Thirdly, I think, I'm excited. Very. I love auditions, as much as I hate them of course. I love the ignorance you get whenever you audition. Blissful ignorance. You think you can make it, that you can be any part, and that you'll get cast in everything! Not to that crazy extent, but you are on top of the world until that cast list comes out. I love that feeling. And no matter how hard you try, you can't force it to go away. You try to go in with low expectations because it means you fall less when you don't get it. I've tried, many a time, but I can't help it. Even when I know I won't get it, I still have hope. Damn the optimist in me.

So, the season of auditions has approached us! I've got one last shot before I move away. I'm going to try and make the most of it. And if I don't get cast in anything, I'll write my own one-woman show and perform it in the free speech area. Suck on that!

Thursday, July 15, 2010

Day 89

So, while this blog may not be a blog a day for 365 days straight anymore, I plan on making it through the end of my senior year at Tech. Hopefully that will work out to be 365 days. It would be cool if it did.

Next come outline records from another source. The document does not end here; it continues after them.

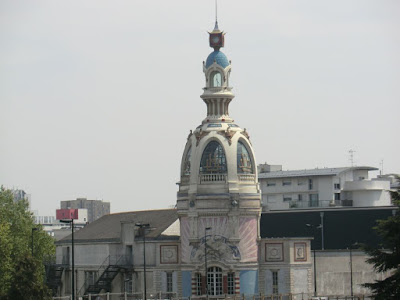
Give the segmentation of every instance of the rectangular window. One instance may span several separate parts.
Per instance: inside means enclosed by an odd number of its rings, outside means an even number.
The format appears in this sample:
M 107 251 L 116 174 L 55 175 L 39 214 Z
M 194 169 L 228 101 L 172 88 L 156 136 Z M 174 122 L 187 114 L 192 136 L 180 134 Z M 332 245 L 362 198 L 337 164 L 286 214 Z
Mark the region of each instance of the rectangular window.
M 278 271 L 272 271 L 272 294 L 279 294 Z
M 292 201 L 292 196 L 290 196 L 290 195 L 283 195 L 283 201 Z
M 167 272 L 167 293 L 173 292 L 172 286 L 172 272 Z
M 202 289 L 201 274 L 197 273 L 196 274 L 196 295 L 197 296 L 201 296 L 201 289 Z
M 310 194 L 309 195 L 309 206 L 310 207 L 318 207 L 318 194 Z
M 133 293 L 133 284 L 132 284 L 132 274 L 131 273 L 125 273 L 125 292 L 127 294 L 132 294 Z
M 85 284 L 86 286 L 94 285 L 96 283 L 96 271 L 85 271 Z
M 228 273 L 228 294 L 235 294 L 235 273 Z

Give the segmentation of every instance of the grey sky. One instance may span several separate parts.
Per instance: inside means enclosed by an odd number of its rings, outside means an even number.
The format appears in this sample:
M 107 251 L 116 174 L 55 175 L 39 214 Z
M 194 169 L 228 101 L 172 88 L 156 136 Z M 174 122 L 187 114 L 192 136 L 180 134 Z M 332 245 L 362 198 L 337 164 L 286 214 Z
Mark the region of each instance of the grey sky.
M 214 1 L 0 2 L 0 183 L 54 214 L 175 203 L 186 137 L 206 115 Z M 219 1 L 230 114 L 258 163 L 400 172 L 400 2 Z

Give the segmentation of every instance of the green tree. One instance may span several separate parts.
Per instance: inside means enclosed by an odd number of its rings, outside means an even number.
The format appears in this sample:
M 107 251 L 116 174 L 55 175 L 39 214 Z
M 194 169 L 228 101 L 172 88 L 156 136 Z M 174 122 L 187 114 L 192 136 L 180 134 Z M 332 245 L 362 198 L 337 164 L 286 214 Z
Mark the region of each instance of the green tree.
M 397 177 L 400 180 L 400 177 Z M 380 249 L 364 246 L 369 255 L 367 262 L 375 271 L 389 272 L 389 277 L 365 283 L 371 289 L 375 299 L 400 299 L 400 187 L 391 192 L 392 202 L 398 207 L 396 214 L 385 220 L 378 220 L 374 228 L 382 238 Z
M 28 203 L 14 202 L 11 191 L 1 187 L 0 299 L 46 299 L 43 260 L 54 253 L 53 239 L 34 223 Z

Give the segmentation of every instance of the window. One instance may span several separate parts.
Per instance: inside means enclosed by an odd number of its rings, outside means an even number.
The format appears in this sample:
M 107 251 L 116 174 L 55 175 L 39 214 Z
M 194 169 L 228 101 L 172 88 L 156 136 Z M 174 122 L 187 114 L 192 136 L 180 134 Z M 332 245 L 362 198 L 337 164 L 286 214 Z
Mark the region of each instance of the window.
M 125 273 L 125 292 L 128 294 L 133 293 L 131 273 Z
M 183 175 L 190 175 L 190 158 L 192 155 L 192 147 L 186 152 L 185 162 L 183 163 Z
M 201 295 L 201 290 L 202 290 L 201 274 L 197 273 L 196 274 L 196 295 L 197 296 Z
M 238 174 L 253 173 L 253 167 L 252 167 L 249 151 L 247 151 L 246 146 L 242 142 L 238 142 L 237 169 L 238 169 Z
M 173 292 L 172 272 L 167 272 L 167 293 Z
M 226 173 L 226 157 L 221 144 L 210 142 L 204 149 L 200 162 L 200 173 Z
M 96 283 L 96 277 L 96 271 L 85 271 L 86 286 L 94 285 Z
M 309 206 L 310 207 L 318 207 L 318 194 L 310 194 L 309 195 Z
M 290 195 L 283 195 L 283 201 L 292 201 L 292 196 L 290 196 Z
M 211 86 L 219 87 L 222 85 L 222 76 L 220 72 L 214 71 L 211 73 Z
M 228 294 L 235 294 L 235 273 L 228 273 Z
M 279 293 L 279 286 L 278 286 L 278 271 L 271 271 L 272 272 L 272 294 Z
M 208 294 L 222 295 L 222 270 L 218 267 L 208 268 L 207 278 Z

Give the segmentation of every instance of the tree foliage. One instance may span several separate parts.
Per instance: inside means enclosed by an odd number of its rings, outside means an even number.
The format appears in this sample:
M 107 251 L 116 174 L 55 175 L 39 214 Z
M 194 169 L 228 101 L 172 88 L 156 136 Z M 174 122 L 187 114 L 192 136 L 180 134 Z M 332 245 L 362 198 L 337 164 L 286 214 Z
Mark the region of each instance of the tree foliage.
M 28 203 L 14 202 L 11 191 L 1 187 L 0 299 L 46 299 L 43 260 L 54 253 L 53 239 L 34 223 Z
M 400 180 L 400 177 L 396 178 Z M 367 262 L 374 266 L 377 272 L 388 272 L 389 277 L 365 283 L 371 289 L 375 299 L 400 299 L 400 187 L 391 192 L 392 202 L 397 206 L 394 216 L 378 220 L 374 228 L 382 238 L 380 249 L 365 246 L 369 255 Z

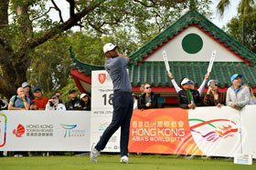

So, starting rehearsals for the show. It's been a lot of fun thus far. Th thing I love about farces that, with the right director, you get the chance just to play onstage. I love experimenting with comedy and what a character might do in certain situations. It keeps you on your toes when you go through it because you might have an idea for a certain moment, but when you actually get in it and react to the different characters and their actions, it could change completely. It's a really nice rush. I always say that I'm not amazing at improv, but when it comes to improv in a scene, I love doing it.

But, in a kind of sick way, I love the moments that fail. I really can't explain why I like it, but I think it's just as awesome as the moments that hit. When I fail, I fail big, or at least try to. And I guess those moments make you appreciate when something actually does work. And it gives me a sense of what is funny and what isn't. You can't get it right all the time, so it's always a learning process.

Wednesday, June 30, 2010

Day 88

So, Summer Rep has come and gone...again, lol. I'm officially done, and I thought that I would get to take a small but much needed theatre break until the beginning of the school year.

I should have known that it would never happen.

I was asked to be in another show. An actress had to drop out, so I am being put in her place. It's a farce. Check. Directed by a grad student with a good reputation. Check. Also in the cast are fellow Techians who are extremely talented. Check! So, needless to say it took me two seconds to say yes. I was flattered that he thought of me. I guess I'm getting my name out there, slowly but surely. The only bad thing about it is that the performance space is about 3o minutes out of town, but hey, if I get the chance to be a good character in another show, I'll deal with it!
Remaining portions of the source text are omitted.